I am a founder and CEO of a home care business, Visiting Angels www.visiting-angels.co.uk We look after some of the most vulnerable people in society. I have always said about our sector that people don’t know care unless they work in care or have received care for a family member.
My journey in care started with poor care for my nan. We experienced high staff turnover leading to many different carers and an unreliable service.
When preparing for the launch of my business I researched the care sector. I looked at nearly 50 businesses in corporate home care, franchised home care, existing independent businesses, residential care, extra care.
Something struck me as odd. If they had a mission statement at all, all of them had a mission focused of clients and care delivery. Nobody had a mission focused on their people.
In a moment of clarity I had a big idea. Putting carers first or as I named it being carer-centric. In 2017 I am becoming increasingly proud too say I think I was the first person on the planet to say carer-centric.
So what does it mean. It means putting care staff first, making them even more important than the client receiving care. It means having genuine compassion for the most important people in the business – carers.
Yes it means better pay, proper contracts not zero hours, paid travel time and proper in work benefits. More importantly it means defining a culture of support and love for carers and genuinely treating them like family.
I created a values based business and I made family our first brand value. We treat our carers like family and they support client families.
The challenge for my big idea in a sector where we were the oddballs was every time I recruited experience for my business as we grew, I risked bringing in a detractor from our vision and values.
Yes, everyone was carer-centric to my face but when in post they slipped into learnt behaviours. The sort of reflex like response that you get in stress situations – and trust me care gives potential for many stress situations.
I call this muscle memory.
It is experience working without conscious thought.
Our vision was unique and our value based so unusual the experience that people had wasn’t useful.
Their experience working without conscious thought wasn’t helping!!
To try to address this I brought my team together and we revisited our vision and values. All of our training is values based so it is not unusual for the team to start sessions with a discussion on vision and values. This time though I gave everyone a sheet of flip chart paper and asked them to draw the organisational chart of the business.
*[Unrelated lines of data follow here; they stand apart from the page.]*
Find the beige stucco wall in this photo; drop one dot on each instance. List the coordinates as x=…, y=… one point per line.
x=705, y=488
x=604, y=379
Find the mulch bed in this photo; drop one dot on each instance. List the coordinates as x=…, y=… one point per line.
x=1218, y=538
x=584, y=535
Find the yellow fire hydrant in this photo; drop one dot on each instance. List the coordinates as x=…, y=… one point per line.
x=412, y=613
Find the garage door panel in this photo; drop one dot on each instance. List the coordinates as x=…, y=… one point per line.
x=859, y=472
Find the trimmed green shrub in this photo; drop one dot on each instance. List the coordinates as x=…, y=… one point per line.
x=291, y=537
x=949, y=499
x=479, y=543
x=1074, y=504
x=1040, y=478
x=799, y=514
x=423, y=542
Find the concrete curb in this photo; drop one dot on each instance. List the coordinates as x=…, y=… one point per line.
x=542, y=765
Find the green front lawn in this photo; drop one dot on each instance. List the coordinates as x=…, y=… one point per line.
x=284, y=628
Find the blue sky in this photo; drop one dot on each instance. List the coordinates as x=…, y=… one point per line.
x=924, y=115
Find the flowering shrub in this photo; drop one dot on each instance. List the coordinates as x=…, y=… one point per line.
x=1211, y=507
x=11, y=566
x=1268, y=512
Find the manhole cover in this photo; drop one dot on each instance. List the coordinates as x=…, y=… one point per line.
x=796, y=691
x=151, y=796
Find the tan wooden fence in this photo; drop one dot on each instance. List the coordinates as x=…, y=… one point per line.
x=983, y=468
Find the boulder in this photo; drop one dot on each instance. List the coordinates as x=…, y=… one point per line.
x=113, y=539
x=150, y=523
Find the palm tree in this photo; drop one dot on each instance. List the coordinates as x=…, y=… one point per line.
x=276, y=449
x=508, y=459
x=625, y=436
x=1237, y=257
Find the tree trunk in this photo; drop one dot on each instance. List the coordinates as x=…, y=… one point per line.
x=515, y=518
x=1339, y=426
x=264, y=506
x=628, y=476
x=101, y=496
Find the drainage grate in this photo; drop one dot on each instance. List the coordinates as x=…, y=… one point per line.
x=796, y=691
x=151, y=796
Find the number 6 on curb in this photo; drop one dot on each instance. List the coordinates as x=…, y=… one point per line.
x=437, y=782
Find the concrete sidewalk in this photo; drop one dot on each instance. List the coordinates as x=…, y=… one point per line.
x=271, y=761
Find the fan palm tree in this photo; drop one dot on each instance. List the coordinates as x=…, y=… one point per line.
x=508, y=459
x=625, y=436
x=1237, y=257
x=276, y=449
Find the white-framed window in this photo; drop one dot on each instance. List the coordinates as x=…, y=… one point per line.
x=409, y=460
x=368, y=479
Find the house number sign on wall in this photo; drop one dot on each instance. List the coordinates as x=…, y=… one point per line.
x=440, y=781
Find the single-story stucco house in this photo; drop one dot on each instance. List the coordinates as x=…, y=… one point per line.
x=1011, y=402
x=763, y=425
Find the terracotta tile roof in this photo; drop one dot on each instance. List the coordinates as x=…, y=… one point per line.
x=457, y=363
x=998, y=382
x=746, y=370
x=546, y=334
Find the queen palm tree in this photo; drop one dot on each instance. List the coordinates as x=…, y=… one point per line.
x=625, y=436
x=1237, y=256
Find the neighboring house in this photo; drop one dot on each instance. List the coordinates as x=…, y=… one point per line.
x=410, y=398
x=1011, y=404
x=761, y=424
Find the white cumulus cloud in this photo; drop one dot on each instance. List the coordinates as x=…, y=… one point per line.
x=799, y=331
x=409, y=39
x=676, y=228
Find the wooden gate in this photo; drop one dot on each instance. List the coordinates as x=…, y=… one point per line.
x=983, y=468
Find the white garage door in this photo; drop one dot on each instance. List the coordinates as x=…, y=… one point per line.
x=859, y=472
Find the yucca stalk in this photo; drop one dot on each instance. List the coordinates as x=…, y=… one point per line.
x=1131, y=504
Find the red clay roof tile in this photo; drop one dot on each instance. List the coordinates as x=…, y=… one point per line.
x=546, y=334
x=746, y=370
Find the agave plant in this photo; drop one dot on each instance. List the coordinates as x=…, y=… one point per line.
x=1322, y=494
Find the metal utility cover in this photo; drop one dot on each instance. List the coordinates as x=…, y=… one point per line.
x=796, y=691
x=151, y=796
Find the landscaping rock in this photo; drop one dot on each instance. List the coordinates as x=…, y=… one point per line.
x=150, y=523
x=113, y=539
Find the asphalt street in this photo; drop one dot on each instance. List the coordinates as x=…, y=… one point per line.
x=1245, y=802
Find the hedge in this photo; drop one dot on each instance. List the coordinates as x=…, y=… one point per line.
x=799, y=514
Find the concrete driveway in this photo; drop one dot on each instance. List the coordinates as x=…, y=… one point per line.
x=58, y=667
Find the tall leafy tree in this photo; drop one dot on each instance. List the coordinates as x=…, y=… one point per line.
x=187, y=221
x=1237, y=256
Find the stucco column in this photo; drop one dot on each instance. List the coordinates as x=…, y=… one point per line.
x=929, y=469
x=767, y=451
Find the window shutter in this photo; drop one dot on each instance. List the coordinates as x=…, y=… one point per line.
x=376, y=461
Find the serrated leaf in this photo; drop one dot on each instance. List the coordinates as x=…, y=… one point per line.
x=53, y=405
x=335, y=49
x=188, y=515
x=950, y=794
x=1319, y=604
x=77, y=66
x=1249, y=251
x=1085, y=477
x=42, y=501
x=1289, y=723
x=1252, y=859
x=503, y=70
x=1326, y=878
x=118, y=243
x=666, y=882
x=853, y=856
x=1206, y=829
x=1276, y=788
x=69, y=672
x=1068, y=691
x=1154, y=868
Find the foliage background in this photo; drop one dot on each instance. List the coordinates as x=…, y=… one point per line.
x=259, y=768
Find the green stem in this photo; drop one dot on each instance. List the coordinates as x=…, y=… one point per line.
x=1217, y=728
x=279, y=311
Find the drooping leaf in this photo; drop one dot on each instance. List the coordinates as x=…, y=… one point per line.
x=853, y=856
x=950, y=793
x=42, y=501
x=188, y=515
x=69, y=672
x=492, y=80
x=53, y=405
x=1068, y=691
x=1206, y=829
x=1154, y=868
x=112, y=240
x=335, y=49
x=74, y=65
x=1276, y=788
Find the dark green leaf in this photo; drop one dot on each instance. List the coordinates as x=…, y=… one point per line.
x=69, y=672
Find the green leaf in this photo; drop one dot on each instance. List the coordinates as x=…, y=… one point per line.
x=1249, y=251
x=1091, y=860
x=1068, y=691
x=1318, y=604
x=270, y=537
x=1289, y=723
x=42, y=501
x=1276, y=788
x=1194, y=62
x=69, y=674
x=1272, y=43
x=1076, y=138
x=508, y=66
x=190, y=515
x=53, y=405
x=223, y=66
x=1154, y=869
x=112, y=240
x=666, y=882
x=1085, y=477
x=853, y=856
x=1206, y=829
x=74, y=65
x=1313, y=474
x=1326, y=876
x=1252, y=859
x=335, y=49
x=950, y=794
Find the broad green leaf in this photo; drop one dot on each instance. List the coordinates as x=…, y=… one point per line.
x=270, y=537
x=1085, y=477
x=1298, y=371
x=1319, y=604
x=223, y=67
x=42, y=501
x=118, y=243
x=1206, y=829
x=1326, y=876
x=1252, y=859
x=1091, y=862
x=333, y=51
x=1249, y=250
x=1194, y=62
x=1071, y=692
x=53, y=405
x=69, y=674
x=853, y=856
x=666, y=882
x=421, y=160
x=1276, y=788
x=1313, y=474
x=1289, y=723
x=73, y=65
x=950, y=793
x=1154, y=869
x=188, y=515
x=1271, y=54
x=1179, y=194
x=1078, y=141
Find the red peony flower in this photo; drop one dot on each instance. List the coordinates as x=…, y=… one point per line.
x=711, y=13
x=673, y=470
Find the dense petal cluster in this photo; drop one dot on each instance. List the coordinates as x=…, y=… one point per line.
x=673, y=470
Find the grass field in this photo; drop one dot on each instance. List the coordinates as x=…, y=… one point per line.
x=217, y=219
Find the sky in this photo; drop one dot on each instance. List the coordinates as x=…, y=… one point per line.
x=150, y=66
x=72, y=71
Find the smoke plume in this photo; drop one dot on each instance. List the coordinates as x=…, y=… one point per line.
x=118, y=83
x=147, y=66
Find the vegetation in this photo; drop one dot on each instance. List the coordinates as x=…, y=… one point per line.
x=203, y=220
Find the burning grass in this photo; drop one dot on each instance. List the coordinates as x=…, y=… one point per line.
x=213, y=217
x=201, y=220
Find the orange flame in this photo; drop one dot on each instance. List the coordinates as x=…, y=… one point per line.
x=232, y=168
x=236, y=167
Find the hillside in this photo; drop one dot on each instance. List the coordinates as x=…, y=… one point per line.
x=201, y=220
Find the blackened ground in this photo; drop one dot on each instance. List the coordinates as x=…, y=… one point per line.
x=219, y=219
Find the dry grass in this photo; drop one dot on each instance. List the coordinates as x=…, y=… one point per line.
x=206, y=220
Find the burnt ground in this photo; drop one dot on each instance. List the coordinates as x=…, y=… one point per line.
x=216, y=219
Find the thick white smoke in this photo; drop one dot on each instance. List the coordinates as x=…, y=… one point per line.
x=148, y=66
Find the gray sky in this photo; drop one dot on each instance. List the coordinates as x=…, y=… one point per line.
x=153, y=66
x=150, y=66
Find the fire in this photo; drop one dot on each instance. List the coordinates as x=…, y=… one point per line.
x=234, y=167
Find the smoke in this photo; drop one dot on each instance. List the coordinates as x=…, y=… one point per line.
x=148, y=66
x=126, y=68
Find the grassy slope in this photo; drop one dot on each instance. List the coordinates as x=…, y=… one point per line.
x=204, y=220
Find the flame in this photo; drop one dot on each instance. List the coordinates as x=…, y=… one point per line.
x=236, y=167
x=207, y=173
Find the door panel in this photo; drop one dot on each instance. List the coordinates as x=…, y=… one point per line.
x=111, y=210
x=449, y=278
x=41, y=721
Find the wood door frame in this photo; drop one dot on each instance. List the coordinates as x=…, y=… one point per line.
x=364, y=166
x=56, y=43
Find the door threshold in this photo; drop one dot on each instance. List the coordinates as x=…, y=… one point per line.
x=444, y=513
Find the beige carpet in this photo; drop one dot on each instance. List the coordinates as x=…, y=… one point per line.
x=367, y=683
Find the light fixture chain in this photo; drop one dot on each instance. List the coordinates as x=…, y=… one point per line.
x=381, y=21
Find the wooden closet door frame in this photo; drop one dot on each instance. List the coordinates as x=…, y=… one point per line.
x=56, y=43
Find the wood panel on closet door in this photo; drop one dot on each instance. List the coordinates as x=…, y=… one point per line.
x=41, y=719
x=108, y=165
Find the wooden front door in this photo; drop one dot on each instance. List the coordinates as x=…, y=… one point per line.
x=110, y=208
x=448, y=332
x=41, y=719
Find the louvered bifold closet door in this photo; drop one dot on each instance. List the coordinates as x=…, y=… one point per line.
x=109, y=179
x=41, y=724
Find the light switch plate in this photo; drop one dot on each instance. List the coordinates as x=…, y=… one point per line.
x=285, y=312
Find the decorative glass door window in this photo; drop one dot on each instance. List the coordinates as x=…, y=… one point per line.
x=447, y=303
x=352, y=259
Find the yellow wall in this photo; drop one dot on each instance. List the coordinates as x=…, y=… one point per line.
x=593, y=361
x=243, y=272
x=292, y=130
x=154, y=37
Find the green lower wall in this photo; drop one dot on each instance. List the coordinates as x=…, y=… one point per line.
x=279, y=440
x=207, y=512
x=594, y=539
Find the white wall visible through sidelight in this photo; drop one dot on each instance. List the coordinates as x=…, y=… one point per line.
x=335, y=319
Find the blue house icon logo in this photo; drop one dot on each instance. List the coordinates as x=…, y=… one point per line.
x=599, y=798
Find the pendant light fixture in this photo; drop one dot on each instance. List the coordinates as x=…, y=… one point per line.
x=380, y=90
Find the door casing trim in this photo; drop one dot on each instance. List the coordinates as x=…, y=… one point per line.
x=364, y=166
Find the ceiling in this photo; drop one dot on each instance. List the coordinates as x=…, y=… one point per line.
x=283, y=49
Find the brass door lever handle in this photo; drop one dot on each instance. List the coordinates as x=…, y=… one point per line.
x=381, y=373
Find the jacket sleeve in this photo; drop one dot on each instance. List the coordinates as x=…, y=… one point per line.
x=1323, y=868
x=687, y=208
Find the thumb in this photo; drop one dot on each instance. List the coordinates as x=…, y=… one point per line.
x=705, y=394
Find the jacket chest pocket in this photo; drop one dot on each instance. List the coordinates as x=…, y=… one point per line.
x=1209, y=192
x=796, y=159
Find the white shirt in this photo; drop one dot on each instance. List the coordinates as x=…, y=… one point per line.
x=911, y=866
They all put me at the top, predictably, dutifully. They all put the carers at the bottom and they placed themselves in the middle order as supervisors, care coordinators, registered care manager and administrators. They put themselves either higher or lower in the middle order depending on a perceived seniority in the business. They all looked like traditional hierarchical pyramids.
I thanked them all and then told them that they were all wrong – but the good news was that they were wrong for the same reason.
I took each sheet and rotated it to invert the pyramid. We stuck them on the walls and then we discussed it.
A carer-centric business has carers at the top and me as the business owner at the bottom. I have always been the least important person in the business.
The bigger we become the less important I am.
I was OK to say I’m the least important person here. Carers were very happy to be shown at the top of the inverted pyramid. The problems came in the middle. When we discussed this a 20 year veteran of the sector said to me “are you saying the carers are more important than me and my experience and qualifications?”
I said yes, without carers your experience and qualifications do not deliver care. I also said but the good news for you is that you are more important than me.
Everyone is more important than me.
As my business has grown my belief in my big idea has become less important. I don’t believe it less.
The less important I become, the more important it is that my team believe in the big idea. That they own it and add their own flavour to it.
There is another way to view that inverted organisational chart. I am at the bottom therefore I need to be the strongest – my faith in our values needs to feed others. I am only directly responsible for the person above me in the pyramid. I support them and they support those above.
If I love a carer directly I invalidate the manager in the middle. I must inspire them to love their teams more.
Some wonderful carer-centric magic happens when you work like this. Carers also love their fellow carers. The responsibility for the vision is shared by everyone.
Our carer centric focus led to us addressing stress and anxiety for care workers. We try to see the world through the eyes of our carers. By doing so we saw a problem created by the pandemic for our frontline workers.
We designed a programme called Angel Care to provide free talking therapy, mental health resilience training and built our own App to monitor caregiver wellbeing.
I started my life being cared for by my nan.
I truly believe that by caring for carers society can all ensure that those of you who haven’t had to find care yet will be able to ensure that your families get the compassionate support that they need.
Afterall in a sector where compassion for clients is written into law if we don’t care for those delivering care who else will.
This recognition is important as we are leading a change for our sector which this validates. Our team work really hard to drive change and this award allows us to recognise their efforts.